The most common adverse effects of the combination are headache, dizziness, and GI disturbances (nausea, vomiting, diarrhea, abdominal pain, dyspepsia). Of course, bleeding is a concern: the product can cause hemorrhage (3.2% vs. 1.5% with placebo), nosebleed (2.4% vs. 1.5%), and purpura (1.4% vs. 0.4%). The aspirin in Aggrenox poses a risk for GI bleeding from peptic ulcers.
Preparations, Dosage, and Administration.
Aggrenox capsules contain 25 mg of aspirin and 200 mg of extended-release dipyridamole. The recommended dosage is 2 capsules a day—1 in the morning and 1 at night. The cost is about $317 a month, compared with $3 a month for aspirin alone. It is important to note that the daily dose of aspirin (50 mg) is lower than the dose recommended to prevent MI (at least 80 mg/day). Accordingly, supplemental aspirin may be needed.
Cilostazol
Actions and Therapeutic Use
Cilostazol [Pletal], a platelet inhibitor and vasodilator, is indicated for intermittent claudication. (Intermittent claudication is a syndrome characterized by pain, cramping, and weakness of the calf muscles brought on by walking and relieved by resting a few minutes. The underlying cause is atherosclerosis in the legs.) Cilostazol suppresses platelet aggregation by inhibiting phosphodiesterase type 3 (PDE-3) in platelets, and promotes vasodilation by inhibiting PDE-3 in blood vessels (primarily in the legs). Inhibition of platelet aggregation is greater than with aspirin, ticlopidine, or dipyridamole. Full effects take up to 12 weeks to develop but reverse quickly (within 48 hours) after drug withdrawal.
Adverse Effects
Cilostazol causes a variety of untoward effects. The most common is headache (34%). Others include diarrhea, abnormal stools, palpitations, dizziness, and peripheral edema.
Other drugs that inhibit PDE-3 have increased mortality in patients with heart failure. Whether cilostazol represents a risk is unknown. Nonetheless, heart failure is a contraindication to cilostazol use.

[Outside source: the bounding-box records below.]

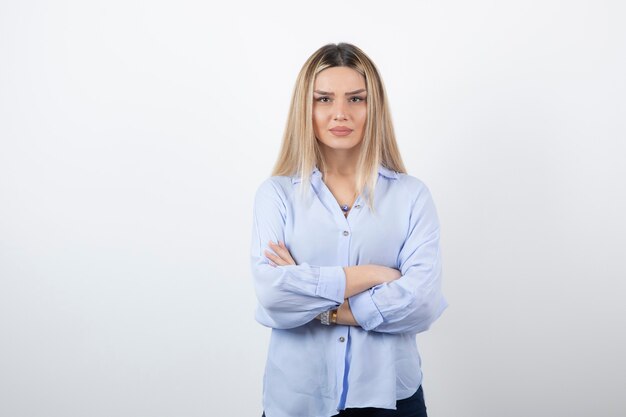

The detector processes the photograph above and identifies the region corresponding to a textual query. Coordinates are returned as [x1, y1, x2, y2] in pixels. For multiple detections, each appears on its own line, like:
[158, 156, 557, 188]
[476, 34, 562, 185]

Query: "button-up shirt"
[246, 165, 448, 417]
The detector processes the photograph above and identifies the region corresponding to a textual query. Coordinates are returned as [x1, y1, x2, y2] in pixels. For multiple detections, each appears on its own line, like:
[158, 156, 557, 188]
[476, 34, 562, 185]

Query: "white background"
[0, 0, 626, 417]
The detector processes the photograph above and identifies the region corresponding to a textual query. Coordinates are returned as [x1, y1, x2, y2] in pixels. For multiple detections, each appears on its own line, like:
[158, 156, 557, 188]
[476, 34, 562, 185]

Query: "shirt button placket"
[335, 221, 352, 407]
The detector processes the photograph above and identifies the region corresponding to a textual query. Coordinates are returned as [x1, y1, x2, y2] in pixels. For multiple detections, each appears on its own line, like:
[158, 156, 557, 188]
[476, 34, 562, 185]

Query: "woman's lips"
[330, 127, 352, 136]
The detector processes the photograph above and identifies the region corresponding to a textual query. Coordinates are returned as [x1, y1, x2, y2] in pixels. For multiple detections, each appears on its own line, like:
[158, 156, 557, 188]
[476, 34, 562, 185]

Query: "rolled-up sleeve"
[250, 178, 346, 329]
[349, 179, 448, 333]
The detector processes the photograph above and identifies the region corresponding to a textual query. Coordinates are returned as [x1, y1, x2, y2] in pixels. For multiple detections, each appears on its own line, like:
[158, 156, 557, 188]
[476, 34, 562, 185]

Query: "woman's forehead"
[314, 67, 365, 92]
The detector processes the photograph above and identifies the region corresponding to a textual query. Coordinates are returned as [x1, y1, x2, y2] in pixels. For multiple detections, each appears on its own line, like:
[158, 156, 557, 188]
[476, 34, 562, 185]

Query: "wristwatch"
[320, 309, 337, 326]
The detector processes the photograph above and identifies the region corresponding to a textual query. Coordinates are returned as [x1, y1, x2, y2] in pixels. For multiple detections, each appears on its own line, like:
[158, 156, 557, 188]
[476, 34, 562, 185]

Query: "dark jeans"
[263, 385, 428, 417]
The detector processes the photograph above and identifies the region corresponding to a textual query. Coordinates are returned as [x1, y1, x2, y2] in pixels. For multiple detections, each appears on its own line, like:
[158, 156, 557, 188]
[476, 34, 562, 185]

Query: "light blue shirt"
[246, 165, 448, 417]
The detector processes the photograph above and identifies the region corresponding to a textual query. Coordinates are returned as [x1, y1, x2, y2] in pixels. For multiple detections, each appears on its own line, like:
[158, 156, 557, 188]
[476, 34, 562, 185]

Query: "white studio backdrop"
[0, 0, 626, 417]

Drug and Food Interactions
Cilostazol is metabolized by hepatic CYP3A4, so cilostazol levels can be increased by CYP3A4 inhibitors (e.g., ketoconazole, itraconazole, erythromycin, fluoxetine, fluvoxamine, nefazodone, sertraline, and grapefruit juice). Metabolism of cilostazol can also be inhibited by omeprazole.
Preparations, Dosage, and Administration
Cilostazol [Pletal] is available in 50- and 100-mg tablets. The usual dosage is 100 mg twice daily, taken 30 minutes before or 2 hours after breakfast and the evening meal. Dosage should be reduced to 50 mg twice daily in patients taking omeprazole and drugs or foods that inhibit CYP3A4.